2.4 Xenolith Information

[15] For petrological characterization of the lithosphere at 100 km, we take as representative end-members xenolith information from two kimberlite fields, (1) the Jagersfontein field in the eastern Witwatersrand Block of the Kaapvaal Craton and (2) the Gibeon field in central Namibia on the Rehoboth Terrane, the former being depleted and the latter fertile. The xenoliths are discussed in detail in Jones et al. [2012]; we pick two representative low-temperature, garnet lherzolite xenoliths from each kimberlite field that yield depths close to 100 km.
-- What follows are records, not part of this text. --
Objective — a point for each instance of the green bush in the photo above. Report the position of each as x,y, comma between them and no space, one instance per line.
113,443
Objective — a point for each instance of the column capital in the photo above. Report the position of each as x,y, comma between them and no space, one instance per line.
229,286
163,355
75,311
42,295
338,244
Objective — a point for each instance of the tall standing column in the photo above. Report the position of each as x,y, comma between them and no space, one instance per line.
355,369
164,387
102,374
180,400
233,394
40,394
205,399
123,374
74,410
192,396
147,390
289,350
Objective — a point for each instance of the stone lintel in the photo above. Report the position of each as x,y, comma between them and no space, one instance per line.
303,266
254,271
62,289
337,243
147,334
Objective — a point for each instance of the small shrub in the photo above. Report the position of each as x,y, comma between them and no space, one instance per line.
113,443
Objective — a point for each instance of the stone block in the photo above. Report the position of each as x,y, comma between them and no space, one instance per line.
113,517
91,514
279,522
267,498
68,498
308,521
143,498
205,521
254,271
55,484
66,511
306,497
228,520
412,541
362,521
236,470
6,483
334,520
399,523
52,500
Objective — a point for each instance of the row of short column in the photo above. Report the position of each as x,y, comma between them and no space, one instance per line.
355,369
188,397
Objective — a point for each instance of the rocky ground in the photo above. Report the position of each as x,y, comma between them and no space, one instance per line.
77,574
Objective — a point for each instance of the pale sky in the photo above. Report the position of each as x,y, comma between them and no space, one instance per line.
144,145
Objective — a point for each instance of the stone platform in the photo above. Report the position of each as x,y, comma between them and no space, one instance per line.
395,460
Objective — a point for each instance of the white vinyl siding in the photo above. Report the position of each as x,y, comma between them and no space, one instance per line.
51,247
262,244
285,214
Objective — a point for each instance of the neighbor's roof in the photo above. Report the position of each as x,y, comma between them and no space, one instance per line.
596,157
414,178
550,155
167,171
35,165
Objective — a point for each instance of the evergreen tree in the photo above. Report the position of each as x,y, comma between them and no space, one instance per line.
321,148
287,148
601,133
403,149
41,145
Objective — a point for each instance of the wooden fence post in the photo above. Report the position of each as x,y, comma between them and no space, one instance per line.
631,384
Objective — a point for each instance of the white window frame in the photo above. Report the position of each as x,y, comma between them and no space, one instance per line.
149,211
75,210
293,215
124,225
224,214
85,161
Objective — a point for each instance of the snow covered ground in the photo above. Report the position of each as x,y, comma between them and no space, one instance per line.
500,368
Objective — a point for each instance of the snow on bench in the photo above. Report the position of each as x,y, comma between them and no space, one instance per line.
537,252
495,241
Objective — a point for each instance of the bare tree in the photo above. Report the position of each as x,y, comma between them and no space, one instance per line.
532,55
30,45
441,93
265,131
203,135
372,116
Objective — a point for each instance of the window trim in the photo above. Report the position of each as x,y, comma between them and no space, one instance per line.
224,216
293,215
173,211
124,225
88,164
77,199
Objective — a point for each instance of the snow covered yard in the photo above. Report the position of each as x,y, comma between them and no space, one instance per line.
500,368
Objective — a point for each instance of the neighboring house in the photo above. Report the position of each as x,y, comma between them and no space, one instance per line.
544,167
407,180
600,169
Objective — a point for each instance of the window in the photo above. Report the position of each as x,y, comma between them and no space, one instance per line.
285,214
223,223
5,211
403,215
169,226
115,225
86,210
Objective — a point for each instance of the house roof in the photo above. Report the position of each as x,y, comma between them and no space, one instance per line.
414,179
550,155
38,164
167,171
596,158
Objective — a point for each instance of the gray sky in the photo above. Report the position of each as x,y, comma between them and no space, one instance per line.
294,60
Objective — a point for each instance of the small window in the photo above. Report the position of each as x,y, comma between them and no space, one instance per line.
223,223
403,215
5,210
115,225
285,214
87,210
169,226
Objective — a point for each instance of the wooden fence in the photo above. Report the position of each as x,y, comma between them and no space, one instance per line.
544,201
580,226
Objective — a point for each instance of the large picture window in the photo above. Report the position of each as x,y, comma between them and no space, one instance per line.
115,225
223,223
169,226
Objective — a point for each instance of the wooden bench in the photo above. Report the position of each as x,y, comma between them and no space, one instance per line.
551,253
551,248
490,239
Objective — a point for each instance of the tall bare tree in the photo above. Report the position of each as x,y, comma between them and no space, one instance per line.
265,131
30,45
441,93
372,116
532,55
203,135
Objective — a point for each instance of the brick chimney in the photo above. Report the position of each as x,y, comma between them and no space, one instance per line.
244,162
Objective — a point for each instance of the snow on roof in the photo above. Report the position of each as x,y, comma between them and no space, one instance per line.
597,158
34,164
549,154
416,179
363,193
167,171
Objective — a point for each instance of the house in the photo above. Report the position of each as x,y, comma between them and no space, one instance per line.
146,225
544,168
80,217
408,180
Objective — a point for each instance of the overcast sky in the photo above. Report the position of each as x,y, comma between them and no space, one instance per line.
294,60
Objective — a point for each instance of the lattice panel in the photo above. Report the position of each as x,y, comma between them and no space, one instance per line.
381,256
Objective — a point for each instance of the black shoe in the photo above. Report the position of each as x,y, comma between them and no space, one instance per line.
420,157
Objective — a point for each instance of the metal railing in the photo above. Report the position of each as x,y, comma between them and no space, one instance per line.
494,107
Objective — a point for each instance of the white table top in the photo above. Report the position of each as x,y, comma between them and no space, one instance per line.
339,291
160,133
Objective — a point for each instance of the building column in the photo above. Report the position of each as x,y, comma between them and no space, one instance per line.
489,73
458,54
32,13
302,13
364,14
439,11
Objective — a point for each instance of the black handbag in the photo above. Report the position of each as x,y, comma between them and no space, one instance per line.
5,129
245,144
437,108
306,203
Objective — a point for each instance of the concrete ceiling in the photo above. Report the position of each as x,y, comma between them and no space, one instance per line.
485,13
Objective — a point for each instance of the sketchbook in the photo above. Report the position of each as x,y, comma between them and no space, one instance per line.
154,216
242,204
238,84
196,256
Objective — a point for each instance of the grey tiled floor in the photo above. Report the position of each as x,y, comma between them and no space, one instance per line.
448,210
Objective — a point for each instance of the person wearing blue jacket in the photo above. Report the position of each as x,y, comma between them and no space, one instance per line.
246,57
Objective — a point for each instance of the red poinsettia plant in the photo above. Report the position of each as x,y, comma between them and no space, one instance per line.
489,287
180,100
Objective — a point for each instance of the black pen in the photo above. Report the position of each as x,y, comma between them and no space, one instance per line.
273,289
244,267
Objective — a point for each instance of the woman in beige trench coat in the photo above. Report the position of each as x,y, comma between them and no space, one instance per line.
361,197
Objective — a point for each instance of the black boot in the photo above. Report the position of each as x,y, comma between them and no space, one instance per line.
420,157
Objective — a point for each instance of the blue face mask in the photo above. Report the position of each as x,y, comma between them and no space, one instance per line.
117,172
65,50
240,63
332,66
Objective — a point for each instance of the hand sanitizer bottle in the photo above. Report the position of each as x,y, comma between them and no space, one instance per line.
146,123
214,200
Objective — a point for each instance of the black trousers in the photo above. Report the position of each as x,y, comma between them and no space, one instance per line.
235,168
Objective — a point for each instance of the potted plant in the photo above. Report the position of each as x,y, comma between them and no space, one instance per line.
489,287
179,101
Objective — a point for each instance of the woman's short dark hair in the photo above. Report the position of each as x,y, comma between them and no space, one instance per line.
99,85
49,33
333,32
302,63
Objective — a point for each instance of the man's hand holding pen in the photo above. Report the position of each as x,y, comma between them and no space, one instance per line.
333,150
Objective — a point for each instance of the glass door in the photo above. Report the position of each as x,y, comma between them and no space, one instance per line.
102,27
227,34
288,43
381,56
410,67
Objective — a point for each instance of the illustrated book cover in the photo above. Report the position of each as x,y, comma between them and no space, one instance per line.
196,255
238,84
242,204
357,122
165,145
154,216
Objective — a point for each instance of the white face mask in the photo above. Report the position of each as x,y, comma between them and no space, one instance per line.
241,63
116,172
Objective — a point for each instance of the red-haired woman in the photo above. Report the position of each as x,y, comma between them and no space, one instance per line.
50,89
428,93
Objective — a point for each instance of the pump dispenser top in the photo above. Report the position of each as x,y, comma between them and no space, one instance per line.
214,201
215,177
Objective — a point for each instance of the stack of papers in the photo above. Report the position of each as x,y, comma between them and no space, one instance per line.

Their modal compositions are listed in Table 3, as well as their in situ temperature estimates. Group I kimberlites of the Kaapvaal Craton and neighboring mobile belts erupted in the period 105–70 Ma [Kobussen et al., 2009]. Subsequent thermal relaxation since eruption will result in colder conditions than those indicated by the xenolith samples, and thermal arguments suggest a present-day temperature of around 740°C beneath the Witwatersrand Basin in the center of the Kaapvaal Craton [Jones, 1988]. The present-day geotherm beneath the Rehoboth Terrane is known to be higher than beneath the Kaapvaal Craton [Muller et al., 2009], consistent with the conditions at kimberlite eruption. Therefore, we adjust the xenolith-determined temperatures downwards by 50°C to give estimates of present-day temperatures of 740°C and 850°C at 100 km beneath Jagersfontein and Gibeon, respectively. A temperature decrease of 50°C, keeping all other petroparameters constant, increases velocity by 0.02–0.03 km/s and reduces conductivity by 0.3–0.4 log units for dry conditions and 0.2 log units for wet conditions (see below for discussion and definition of wet conditions).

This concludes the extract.